De plus, nous voulons nous pencher sur la pêche et comparer les stocks de poissons pour voir si la surpêche nuit à la capacité, en Colombie-Britannique, de maintenir les stocks de poissons ordinaires, notamment ceux de saumons. Par conséquent, bien que nous ayons des espèces en voie de disparition, nous devons nous occuper aussi des espèces de poissons ordinaires et voir comment la surpêche pourrait nuire au maintien de certains de ces stocks. C'est extrêmement important.
En ce qui concerne le travail, nous avons le pouvoir d'exiger la présence de normes rigoureuses. À titre d'exemple, aux États-Unis, la discrimination fondée sur l'orientation sexuelle a été exclue. Comme il existe une opposition aux syndicats et aux droits des travailleurs au Mexique, nous avons inclus des dispositions à ce sujet, et elles sont exécutoires. Nous disposons aussi de solides mécanismes de résolution de différends si un État n'accorde pas aux travailleurs les droits prévus. Nous avons réussi à inclure des éléments qui ne faisaient pas partie de l'accord auparavant.
Je tiens aussi à souligner un fait important: c'est un excellent accord pour ma province, puisque 50 % du bois d'œuvre envoyé aux États-Unis provient de la Colombie-Britannique. C'est important pour nous. Grâce aux mécanismes clairs mis en place pour le règlement des différends, nous n'aurons plus besoin de faire de multiples va-et-vient comme lorsque nous passions par l'Organisation mondiale du commerce.

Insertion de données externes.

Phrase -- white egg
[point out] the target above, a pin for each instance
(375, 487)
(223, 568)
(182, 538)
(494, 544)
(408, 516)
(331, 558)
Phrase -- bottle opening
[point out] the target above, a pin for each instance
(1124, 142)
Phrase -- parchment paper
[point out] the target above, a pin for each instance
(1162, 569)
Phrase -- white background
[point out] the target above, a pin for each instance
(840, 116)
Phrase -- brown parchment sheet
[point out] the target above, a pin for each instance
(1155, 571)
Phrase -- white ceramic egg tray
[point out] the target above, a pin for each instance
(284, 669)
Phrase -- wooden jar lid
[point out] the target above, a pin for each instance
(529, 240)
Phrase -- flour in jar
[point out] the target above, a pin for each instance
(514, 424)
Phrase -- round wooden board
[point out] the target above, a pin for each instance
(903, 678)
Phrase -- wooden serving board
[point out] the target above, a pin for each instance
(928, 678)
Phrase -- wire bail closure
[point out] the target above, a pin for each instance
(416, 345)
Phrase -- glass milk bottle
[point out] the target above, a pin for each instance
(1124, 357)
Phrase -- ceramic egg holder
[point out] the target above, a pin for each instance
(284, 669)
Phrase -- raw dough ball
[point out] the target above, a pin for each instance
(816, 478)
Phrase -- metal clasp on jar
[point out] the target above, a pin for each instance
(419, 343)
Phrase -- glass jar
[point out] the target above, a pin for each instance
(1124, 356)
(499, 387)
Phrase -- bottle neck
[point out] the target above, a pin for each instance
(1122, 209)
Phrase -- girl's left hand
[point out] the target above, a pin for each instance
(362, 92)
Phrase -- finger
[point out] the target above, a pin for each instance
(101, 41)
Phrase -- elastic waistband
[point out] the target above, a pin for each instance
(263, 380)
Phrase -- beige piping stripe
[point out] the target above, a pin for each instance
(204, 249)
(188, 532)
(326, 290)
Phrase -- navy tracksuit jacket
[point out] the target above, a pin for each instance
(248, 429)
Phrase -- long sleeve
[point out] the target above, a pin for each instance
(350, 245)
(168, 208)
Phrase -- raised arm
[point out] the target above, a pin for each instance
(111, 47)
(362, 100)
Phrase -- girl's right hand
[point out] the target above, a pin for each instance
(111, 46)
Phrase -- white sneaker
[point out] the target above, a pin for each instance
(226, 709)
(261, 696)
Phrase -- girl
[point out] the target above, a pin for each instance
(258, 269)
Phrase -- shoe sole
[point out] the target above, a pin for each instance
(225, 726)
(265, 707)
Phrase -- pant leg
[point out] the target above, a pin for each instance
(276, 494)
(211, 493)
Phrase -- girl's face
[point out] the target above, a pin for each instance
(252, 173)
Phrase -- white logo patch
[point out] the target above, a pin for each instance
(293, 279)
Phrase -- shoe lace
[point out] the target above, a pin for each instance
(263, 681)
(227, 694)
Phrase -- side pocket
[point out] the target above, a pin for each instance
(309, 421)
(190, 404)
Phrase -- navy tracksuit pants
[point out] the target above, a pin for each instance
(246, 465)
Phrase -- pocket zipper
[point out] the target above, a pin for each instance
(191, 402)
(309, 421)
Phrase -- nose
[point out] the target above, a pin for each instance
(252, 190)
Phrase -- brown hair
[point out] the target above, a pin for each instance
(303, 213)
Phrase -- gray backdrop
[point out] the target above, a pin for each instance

En conclusion, je suis certaine que tous les députés, y compris moi-même, pourraient trouver des faiblesses dans l'accord. Il y a bien sûr des éléments que nous aurions aimé obtenir, notamment tout ce que nous espérions à notre arrivée à la table de négociations. Si les députés ont déjà participé à des négociations, ils savent toutefois que si on a 100 demandes quand on arrive à la table, on lutte avec acharnement pour 50 d'entre elles, parce qu'il faut être prêt à concéder certains points pour en gagner d'autres. C'est ce qui s'est produit.
C'est un accord excellent, meilleur que les précédents. J'espère que tous les députés le reconnaîtront, qu'ils penseront aux Canadiens, à l'économie et aux emplois qui découleront de l'accord, et qu'ils le ratifieront.